The Obedience School instructor said, "Get rid of those fleas."
Obedience School vs. Fleas
I despise prejudice in any form, and when I took my dog to obedience school, that darned instructor criticized the fleas on my dog. Can you imagine that? My dog’s fleas always stay close to him. They’re his best friends. I tried to explain that to the instructor, but he just wouldn’t listen.
Rover was dreadfully sad when I told him that his friends would have to move. He moaned and cried and hid his tail between his legs. He wouldn’t watch his favorite dog movie, “The Ugly Dachshund.”
So the next week, when it was time for class, I stood up to that instructor, and I told him what is what, right in front of the other dog owners.

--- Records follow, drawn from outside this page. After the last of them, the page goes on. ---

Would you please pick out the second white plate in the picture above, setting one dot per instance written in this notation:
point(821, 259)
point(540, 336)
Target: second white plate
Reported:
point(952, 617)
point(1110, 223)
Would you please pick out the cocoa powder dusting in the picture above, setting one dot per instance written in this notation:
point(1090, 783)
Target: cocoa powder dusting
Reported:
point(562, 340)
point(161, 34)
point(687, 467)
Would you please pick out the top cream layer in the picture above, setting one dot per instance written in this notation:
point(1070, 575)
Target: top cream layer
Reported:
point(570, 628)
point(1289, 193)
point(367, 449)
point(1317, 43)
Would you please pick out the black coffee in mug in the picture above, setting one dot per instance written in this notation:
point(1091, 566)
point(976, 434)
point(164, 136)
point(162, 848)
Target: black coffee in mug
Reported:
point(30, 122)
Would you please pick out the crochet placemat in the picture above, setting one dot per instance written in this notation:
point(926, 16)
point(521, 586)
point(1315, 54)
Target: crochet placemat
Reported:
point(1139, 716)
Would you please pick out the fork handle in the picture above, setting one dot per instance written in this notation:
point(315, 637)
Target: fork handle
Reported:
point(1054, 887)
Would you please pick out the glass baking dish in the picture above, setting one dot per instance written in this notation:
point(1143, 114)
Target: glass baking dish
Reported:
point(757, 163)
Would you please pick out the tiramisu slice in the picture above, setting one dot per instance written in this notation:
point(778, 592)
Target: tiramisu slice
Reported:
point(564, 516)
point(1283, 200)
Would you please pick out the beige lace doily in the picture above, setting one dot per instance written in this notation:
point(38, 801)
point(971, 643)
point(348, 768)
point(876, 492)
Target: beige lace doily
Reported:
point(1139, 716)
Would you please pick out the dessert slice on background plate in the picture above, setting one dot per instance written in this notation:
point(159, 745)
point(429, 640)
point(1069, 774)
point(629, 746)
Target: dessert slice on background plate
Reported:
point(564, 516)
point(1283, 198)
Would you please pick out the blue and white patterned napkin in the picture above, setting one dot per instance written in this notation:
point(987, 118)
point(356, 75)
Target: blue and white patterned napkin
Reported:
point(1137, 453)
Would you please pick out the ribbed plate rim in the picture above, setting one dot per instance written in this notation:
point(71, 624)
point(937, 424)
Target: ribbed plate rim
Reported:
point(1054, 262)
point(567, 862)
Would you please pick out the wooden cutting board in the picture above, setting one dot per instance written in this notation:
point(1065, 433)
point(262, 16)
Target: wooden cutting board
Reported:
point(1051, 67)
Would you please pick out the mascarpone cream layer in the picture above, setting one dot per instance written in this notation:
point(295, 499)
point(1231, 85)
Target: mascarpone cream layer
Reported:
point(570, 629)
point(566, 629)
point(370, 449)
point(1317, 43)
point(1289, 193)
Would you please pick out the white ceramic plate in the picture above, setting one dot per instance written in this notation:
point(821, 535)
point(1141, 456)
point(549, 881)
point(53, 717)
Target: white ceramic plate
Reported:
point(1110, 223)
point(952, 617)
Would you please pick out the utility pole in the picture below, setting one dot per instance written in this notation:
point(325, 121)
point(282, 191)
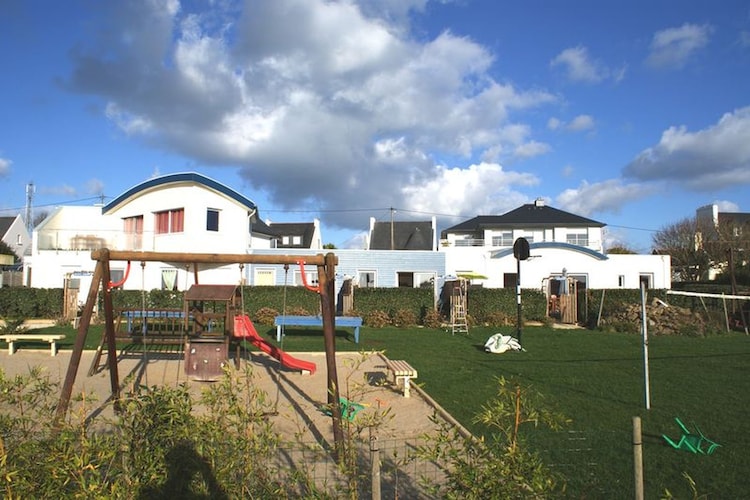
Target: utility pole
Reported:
point(392, 244)
point(29, 207)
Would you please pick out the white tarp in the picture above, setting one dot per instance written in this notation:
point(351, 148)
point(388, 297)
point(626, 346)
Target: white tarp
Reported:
point(499, 343)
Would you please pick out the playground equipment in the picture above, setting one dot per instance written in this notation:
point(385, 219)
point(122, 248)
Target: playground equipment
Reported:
point(244, 328)
point(694, 442)
point(562, 298)
point(458, 306)
point(326, 265)
point(499, 343)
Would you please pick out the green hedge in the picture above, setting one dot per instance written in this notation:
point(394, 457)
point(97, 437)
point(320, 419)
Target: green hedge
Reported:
point(21, 302)
point(483, 305)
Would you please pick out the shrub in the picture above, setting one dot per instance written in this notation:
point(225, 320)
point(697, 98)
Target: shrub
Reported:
point(265, 316)
point(377, 319)
point(404, 318)
point(433, 319)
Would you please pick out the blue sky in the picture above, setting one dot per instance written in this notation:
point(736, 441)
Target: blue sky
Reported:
point(633, 113)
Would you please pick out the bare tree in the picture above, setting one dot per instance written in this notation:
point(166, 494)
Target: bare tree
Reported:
point(681, 240)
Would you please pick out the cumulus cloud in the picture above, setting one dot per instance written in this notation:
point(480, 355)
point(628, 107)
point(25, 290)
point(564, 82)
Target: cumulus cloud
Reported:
point(713, 158)
point(578, 124)
point(600, 197)
point(340, 107)
point(579, 67)
point(95, 187)
point(672, 48)
point(483, 188)
point(5, 167)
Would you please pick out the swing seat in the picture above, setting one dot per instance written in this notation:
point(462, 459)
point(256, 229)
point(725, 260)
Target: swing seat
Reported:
point(694, 442)
point(349, 409)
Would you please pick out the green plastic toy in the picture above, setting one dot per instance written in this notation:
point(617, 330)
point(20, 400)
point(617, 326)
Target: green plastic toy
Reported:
point(693, 442)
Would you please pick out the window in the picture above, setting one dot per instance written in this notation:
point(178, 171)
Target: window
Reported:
point(416, 280)
point(264, 277)
point(647, 279)
point(580, 239)
point(169, 279)
point(503, 240)
point(291, 240)
point(366, 279)
point(169, 221)
point(310, 276)
point(133, 228)
point(212, 220)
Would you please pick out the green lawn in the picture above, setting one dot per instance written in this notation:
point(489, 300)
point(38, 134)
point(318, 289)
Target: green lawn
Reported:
point(597, 380)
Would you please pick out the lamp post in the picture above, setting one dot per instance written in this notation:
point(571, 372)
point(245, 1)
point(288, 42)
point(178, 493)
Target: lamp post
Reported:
point(520, 252)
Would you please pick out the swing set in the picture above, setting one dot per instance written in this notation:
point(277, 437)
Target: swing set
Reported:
point(326, 266)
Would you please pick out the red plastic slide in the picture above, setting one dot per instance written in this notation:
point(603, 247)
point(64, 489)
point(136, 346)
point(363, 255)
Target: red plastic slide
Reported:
point(244, 328)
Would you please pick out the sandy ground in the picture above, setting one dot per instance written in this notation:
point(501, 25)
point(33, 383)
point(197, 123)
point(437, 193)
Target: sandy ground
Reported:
point(296, 398)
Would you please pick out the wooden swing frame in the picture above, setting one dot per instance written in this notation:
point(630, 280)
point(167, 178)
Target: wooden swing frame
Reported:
point(326, 265)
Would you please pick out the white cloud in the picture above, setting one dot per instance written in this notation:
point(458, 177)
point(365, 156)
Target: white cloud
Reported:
point(531, 149)
point(309, 117)
point(5, 167)
point(715, 157)
point(580, 67)
point(578, 124)
point(484, 188)
point(95, 187)
point(727, 206)
point(672, 48)
point(606, 196)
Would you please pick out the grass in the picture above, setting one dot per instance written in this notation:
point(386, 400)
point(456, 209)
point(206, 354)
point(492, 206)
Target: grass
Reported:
point(597, 380)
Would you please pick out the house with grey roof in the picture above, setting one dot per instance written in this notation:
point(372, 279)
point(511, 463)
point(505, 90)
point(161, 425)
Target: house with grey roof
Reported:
point(402, 235)
point(561, 244)
point(182, 212)
point(297, 234)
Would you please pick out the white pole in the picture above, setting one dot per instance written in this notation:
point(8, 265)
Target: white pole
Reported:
point(638, 458)
point(644, 329)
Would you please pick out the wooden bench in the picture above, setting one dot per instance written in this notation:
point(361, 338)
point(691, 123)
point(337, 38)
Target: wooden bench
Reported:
point(346, 321)
point(11, 339)
point(402, 371)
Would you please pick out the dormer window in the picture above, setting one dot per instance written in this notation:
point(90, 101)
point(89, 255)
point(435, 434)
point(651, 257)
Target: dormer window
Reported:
point(212, 219)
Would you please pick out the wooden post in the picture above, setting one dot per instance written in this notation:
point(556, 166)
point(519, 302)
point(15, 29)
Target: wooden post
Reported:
point(375, 472)
point(638, 458)
point(109, 332)
point(326, 282)
point(75, 357)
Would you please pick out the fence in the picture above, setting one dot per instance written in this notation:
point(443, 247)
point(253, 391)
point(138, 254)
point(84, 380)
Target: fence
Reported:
point(376, 468)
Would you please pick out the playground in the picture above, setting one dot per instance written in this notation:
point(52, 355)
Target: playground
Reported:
point(298, 400)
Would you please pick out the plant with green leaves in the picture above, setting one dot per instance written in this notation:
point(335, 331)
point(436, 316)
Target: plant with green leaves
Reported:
point(499, 466)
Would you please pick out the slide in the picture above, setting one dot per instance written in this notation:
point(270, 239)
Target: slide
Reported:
point(244, 328)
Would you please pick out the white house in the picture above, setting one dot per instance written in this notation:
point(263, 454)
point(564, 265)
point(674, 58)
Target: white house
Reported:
point(14, 233)
point(560, 243)
point(184, 212)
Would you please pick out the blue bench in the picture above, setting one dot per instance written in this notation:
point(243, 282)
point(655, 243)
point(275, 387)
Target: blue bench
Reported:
point(346, 321)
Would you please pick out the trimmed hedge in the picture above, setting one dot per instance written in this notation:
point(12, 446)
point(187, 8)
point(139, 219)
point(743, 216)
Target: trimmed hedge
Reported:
point(21, 302)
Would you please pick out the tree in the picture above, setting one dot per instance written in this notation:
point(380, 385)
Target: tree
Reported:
point(680, 240)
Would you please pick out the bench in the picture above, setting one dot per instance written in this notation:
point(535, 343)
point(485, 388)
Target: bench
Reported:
point(345, 321)
point(403, 371)
point(11, 339)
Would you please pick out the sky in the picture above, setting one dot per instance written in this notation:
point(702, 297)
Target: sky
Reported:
point(630, 112)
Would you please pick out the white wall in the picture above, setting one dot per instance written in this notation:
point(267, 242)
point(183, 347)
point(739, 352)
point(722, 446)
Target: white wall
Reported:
point(546, 262)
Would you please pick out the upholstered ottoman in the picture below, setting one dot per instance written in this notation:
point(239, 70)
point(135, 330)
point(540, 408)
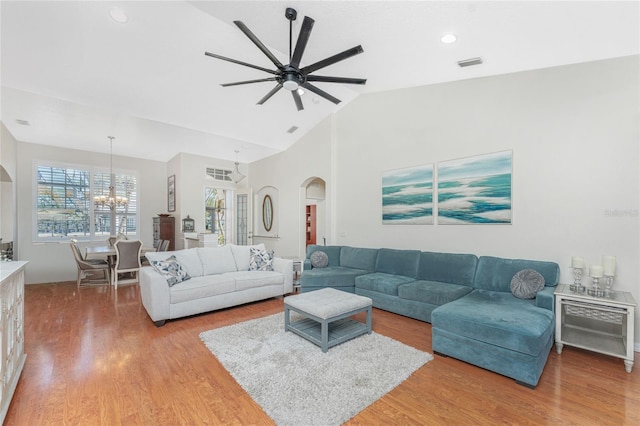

“What gives you the right to tell a dog which friends to have and which to get rid of?" I asked. "Isn’t that prejudice? Isn’t that bigotry? Have you ever met a flea? Have you ever gotten down on your hands and knees and seen what it’s like to be a flea?"
The instructor wasn’t a very nice man. He pointed his finger toward the exit and ordered us out of the class. All those German shepherd and Collie lovers clapped their hands. The Doberman’s owner whistled through his fingers. The Poodle “mommies” did a cheer leading routine,
“Down with fleas,
down with fleas,
Send all fleas to Tennessee!
I almost cried, I was so embarassed. That very day, I sent Harry and Chris, Rover’s best friends, down to the pet store to find themselves a new home.
“Well, maybe it’s for the best,” I told Rover. “You know how those guys do make you itchy some times.”
Rover woofed in disagreement. His ears dragged on the floor. I could he tell he was mighty upset. I popped in the video, “Lassie Come Home”. Not a perk of an ear. I put on “Rin Tin Tin.” Rover hid his head under the throw rug.
“All right, Rover, this has got to cheer you up.” I put in his favorite video, the one about the dog commercials. I’d taped that over the years and I kept adding to it. Rover normally chased his tail around and around, getting all excited when he saw the Alpo dogs chasing the miniature stagecoach. This time, he just whined and put his paws over his ears.
When I fixed his dinner, Rover refused to eat. I even put a piece of steak on the top. He walked off and lay on the floor staring sadly at me.
That went on all evening. The stare. The whine. The stare. The whine.
Finally, I got out his leash. I whistled. He crept over to me, like a dog invited into the bathtub, his tail wrapped between his legs, his stomach only inches above the flooring, his backbone a dish for ice cream.
I had to do something. I couldn’t stand it.
“All right,” I said. “Let’s go to the pet store and get your friends back.”
Rover stood up on his hindquarters and licked my arm. He jumped up into the air and kissed my cheek slurpily.
“Okay, okay,” I said.
Chris and Harry were delighted to see us. They’d hopped onto an intellectual snoozer whose nose was higher than his brain.
“Boy, are we glad to see you,” they said, jumping back onto Rover. “That guy has the imagination of a zit.”
Rover reached back and licked a spot on his coat. I guess the fleas needed to go for a swim. I didn’t ask. I drove back home.
The moment we got back inside, Rover rushed to his dish. He finished up the steak, lapped up the dog food, and slurped water all over the floor. Then he went scooting into the den and sat there waiting for me to turn on the TV. I started the video, and the three of them settled right in, Rover doing circles, trying to catch his tail, and Chris and Harry, challenging me to a game of Chess, which as usual, they won.
Who needs Obedience School, anyway? The four of us are doing just fine without it.